Passau setzt Betroffenenkritik an Akteneinsichtsnorm um

Der Passauer Bischof Stefan Oster ist der erste, der auf die an vielen Stellen geäußerte Kritik von Betroffenen an der Verwendung von Sachakten zur Missbrauchsaufarbeitung ohne die Einwilligung der Betroffenen reagiert hat. Im Dezember-Amtsblatt veröffentlichte das Bistum eine »Änderung der Ordnung bzgl. Auskunft- und Einsichtsrechte in Sachakten«. Der Passauer Betroffenenbeirat habe einstimmig angeregt, Einsichts- und Auskunftsrechte nur unter dem Vorbehalt der Zustimmung der jeweiligen Betroffenen zu gewähren. Bisher stand darin, dass die Offenlegung personenbezogener Daten gegenüber der unabhängigen Aufarbeitungskommission und Forschungseinrichtungen ohne Einwilligung zulässig ist. Bedingungen waren Erforderlichkeit, dass anonymisierte Daten nicht verwendet werden können und das Aufarbeitungsinteresse das schutzwürdige Interesse von Betroffenen erheblich überwiegt. Bei Forschungseinrichtungen ist zusätzlich die Zustimmung des Bischofs oder einer von ihm dazu beauftragten Person nötig. Anstatt »ohne« Einwilligung der betroffenen Person steht nun an beiden Stellen »nur mit«. »Betroffene Person« wird in der Ordnung analog zum Datenschutzrecht definiert. Damit sind nicht nur Missbrauchsbetroffene erfasst. Auch Beschuldigte sind im Sinne der Ordnung betroffene Person und müssen daher künftig einwilligen. Nicht verändert wurde die 2022 in Kraft gesetzten Normen zur Einsicht in Personalakten von Klerikern und Kirchenbeamten, dort ist weiterhin die Einwilligung nötig – hier dürften die im datenschutzrechtlichen Sinn Betroffenen ohnehin in der Regel Beschuldigte sein, nicht Missbrauchsbetroffene.

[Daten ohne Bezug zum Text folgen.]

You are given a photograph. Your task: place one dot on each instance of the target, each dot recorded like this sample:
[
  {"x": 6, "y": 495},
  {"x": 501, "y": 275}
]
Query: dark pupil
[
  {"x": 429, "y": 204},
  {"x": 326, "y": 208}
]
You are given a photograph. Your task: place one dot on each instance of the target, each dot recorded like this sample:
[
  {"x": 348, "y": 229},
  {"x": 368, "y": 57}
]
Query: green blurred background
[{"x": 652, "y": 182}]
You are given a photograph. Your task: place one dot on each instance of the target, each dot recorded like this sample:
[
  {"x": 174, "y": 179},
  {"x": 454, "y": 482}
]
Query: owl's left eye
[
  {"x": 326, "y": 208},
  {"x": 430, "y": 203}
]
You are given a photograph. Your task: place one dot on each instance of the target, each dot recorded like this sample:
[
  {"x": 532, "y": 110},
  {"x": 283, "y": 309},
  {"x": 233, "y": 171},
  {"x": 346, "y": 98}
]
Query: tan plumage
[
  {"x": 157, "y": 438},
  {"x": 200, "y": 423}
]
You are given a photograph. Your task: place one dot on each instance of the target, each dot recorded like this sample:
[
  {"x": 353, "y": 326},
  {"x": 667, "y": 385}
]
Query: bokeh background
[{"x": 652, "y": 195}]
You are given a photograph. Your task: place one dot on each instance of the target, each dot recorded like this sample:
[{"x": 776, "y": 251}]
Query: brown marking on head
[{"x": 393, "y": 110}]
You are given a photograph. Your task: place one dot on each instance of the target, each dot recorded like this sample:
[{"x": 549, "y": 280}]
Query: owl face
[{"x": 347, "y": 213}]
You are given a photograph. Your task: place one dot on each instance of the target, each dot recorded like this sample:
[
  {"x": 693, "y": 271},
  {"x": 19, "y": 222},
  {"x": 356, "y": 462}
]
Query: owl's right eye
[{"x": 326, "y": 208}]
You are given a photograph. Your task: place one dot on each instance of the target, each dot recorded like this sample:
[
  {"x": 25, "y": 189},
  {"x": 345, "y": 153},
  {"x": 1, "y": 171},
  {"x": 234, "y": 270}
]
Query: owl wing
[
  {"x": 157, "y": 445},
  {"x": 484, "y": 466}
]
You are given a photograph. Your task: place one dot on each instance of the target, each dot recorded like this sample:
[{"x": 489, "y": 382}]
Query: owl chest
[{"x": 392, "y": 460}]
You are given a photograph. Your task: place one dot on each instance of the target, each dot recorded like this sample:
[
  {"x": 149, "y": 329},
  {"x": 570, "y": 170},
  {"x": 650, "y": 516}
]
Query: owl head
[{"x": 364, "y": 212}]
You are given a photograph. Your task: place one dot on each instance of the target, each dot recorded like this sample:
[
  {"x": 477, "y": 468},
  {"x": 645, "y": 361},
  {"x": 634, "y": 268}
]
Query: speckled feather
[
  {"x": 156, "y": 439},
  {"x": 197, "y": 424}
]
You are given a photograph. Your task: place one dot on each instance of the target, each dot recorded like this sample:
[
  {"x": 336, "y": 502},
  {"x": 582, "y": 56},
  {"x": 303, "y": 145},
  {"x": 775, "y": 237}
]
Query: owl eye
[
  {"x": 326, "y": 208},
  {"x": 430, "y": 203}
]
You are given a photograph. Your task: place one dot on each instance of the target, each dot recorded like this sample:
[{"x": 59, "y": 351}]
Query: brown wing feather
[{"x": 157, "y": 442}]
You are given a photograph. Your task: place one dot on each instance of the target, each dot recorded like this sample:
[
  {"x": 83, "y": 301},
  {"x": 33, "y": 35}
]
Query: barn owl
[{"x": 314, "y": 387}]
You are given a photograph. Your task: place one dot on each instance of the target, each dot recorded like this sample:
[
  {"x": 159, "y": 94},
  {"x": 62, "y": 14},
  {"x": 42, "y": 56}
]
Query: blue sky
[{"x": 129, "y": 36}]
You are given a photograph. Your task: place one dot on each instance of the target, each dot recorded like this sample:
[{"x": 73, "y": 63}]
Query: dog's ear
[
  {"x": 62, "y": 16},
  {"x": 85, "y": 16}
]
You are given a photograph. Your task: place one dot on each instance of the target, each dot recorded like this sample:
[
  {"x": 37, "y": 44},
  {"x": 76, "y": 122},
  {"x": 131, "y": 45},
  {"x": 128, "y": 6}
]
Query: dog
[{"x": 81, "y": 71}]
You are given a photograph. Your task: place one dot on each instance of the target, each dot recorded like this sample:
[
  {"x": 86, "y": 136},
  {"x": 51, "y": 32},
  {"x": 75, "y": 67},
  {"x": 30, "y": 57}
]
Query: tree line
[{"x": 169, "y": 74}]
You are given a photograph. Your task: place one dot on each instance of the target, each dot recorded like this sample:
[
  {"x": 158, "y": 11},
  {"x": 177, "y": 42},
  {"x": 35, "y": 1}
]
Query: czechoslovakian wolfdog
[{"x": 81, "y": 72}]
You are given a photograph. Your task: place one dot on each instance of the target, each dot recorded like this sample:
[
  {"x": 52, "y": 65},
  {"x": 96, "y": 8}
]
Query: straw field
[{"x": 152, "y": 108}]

Gegen Einschränkungen der Datenweitergabe hatte sich jüngst der an der Münsteraner Missbrauchsstudie beteiligte Historiker Klaus Große Kracht gewandt. Durch Einschränkungen würde die Aufarbeitung leiden und nur Täter und Vertuscher profitieren. Der Arbeitskreis der Betroffenenbeiräte hatte zuvor schon dagegen argumentiert, dass ein Einwilligungserfordernis Forschung behindern würde: »Der Arbeitskreis hält die vorhandenen, in allen bisher vorgelegten, auch internationalen Studien bestätigten Theorien über institutionelle Ermöglichungsfaktoren von Missbrauch und Vertuschung in der katholischen Kirche für hinreichend gesättigt, um nicht jeden weiteren bekannten Fall einer umfassenden Analyse zuführen zu müssen.«

EU-Kommission zu Datenschutz-Compliance bei Religionsgemeinschaften

Die belgische Europaabgeordnete Kathleen Van Brempt (S&D) hatte im Zuge der Debatte über ein Löschrecht in Taufbüchern im September eine parlamentarische Anfrage an die EU-Kommission gestellt: Müssen sich Religionsgemeinschaften an die DSGVO halten, sind der Kommission Verstöße gewisser Gemeinschaften bekannt, und was tut die Kommission für eine bessere Compliance von Religionsgemeinschaften? Kurz vor Weihnachten kam noch eine knappe und erwartbare Antwort im Namen von Justiz-Kommissar Didier Reynders: Die Verarbeitung personenbezogener Daten falle in den Anwendungsbereich der DSGVO, solange keine der Ausnahmen aus Art. 2 Abs. 2 DSGVO erfüllt sei. Dabei gelte: »Gemäß der Rechtssprechung [verwiesen wird auf die finnischen Zeugen Jehovas] sind diese Ausnahmen eng auszulegen.« Dann referiert die Antwort die Ausnahmen in Art. 9 Abs. 2 lit. d) DSGVO (Verarbeitung besonderer Kategorien von Daten von Mitgliedern und ehemaligen Mitgliedern durch Religionsgemeinschaften) und Art. 91 DSGVO in Verbindung mit Erwägungsgrund 165 (bedingte Möglichkeit von eigenem Religionsdatenschutzrecht je nach Religionsverfassungsrecht des Mitgliedsstaats). Für die Compliance wird auf die nationalen Aufsichten und Gerichte verwiesen – was in Belgien bei den Löschbegehren in Taufbüchern auch schon geschehen ist.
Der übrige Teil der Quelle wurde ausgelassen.